When it shattered a small stone came rolling out.
“The stone of Omri!” Akasha shrieked, and grabbed it.
It was just a gray stone with the ancient writing on it. It could fit in the palm of
my hand. There was nothing that could propose that it could bring down a whole country.
As it had in ancient times.
“Hey! I heard something from over there!” The thieves came running down the
corridor.
“Quickly! Give me the stone!” Akasha threw it to me, and I placed it in a crack in
the wall, where it could not be seen.
The thieves came in the room.
“Well, well. Look who followed us in,” Kayman said. “Tie them up.”

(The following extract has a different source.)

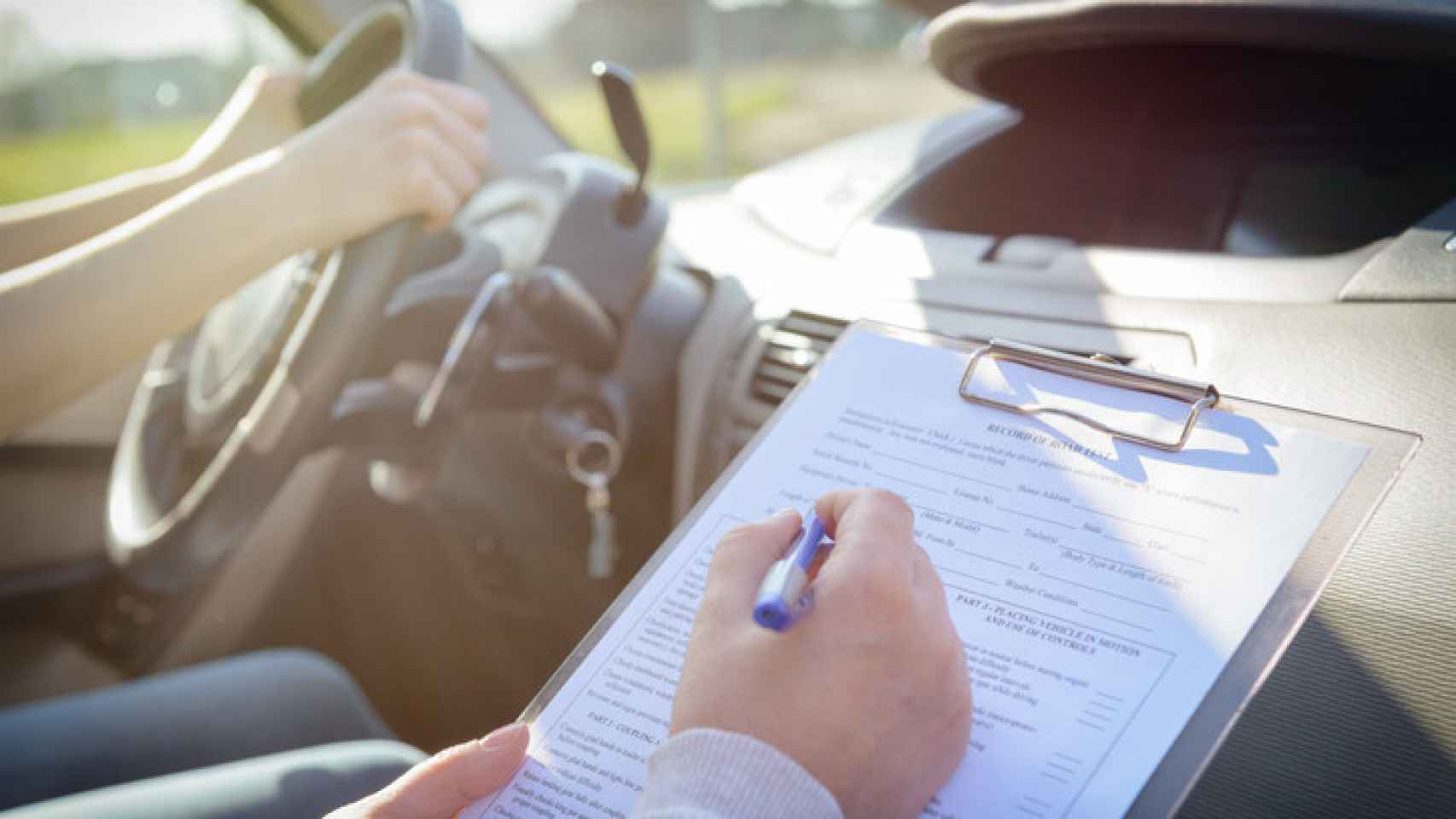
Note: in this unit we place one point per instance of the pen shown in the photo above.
(785, 595)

We were tied to large columns in that room. They never found the stone, and
Kayman swore it was because of us. And as a penalty, he said, we were to be
concealed in the tomb.
So while we struggled to break from the ropes that bound us, they climbed up the
rope, cut it and push the large stone over the opening.
Oh, Isis, I prayed as I gazed at what would be my last view of the stars.
That is how we came to be in this tomb. We found a way to get untied, and spent
the next two days searching for a way out. But this place is so vast that we did not even
cover half of it. I fear we will never see the light of day again.
Jenel has been sitting in his corner for hours. He doesn’t talk. And he barely even
touched his food. Every now and then we see him shake, or hear him whimper.
We are down to our last torch, and I will not be able to write much longer. I do
not know what will happen to us. I can only pray. But are our gods actual or just gold
statues? I’m afraid I will find out sooner than I wish. We cannot last long in here and I
fear the end.
This scroll is short and the torch it practically out, so I must bid you farewell.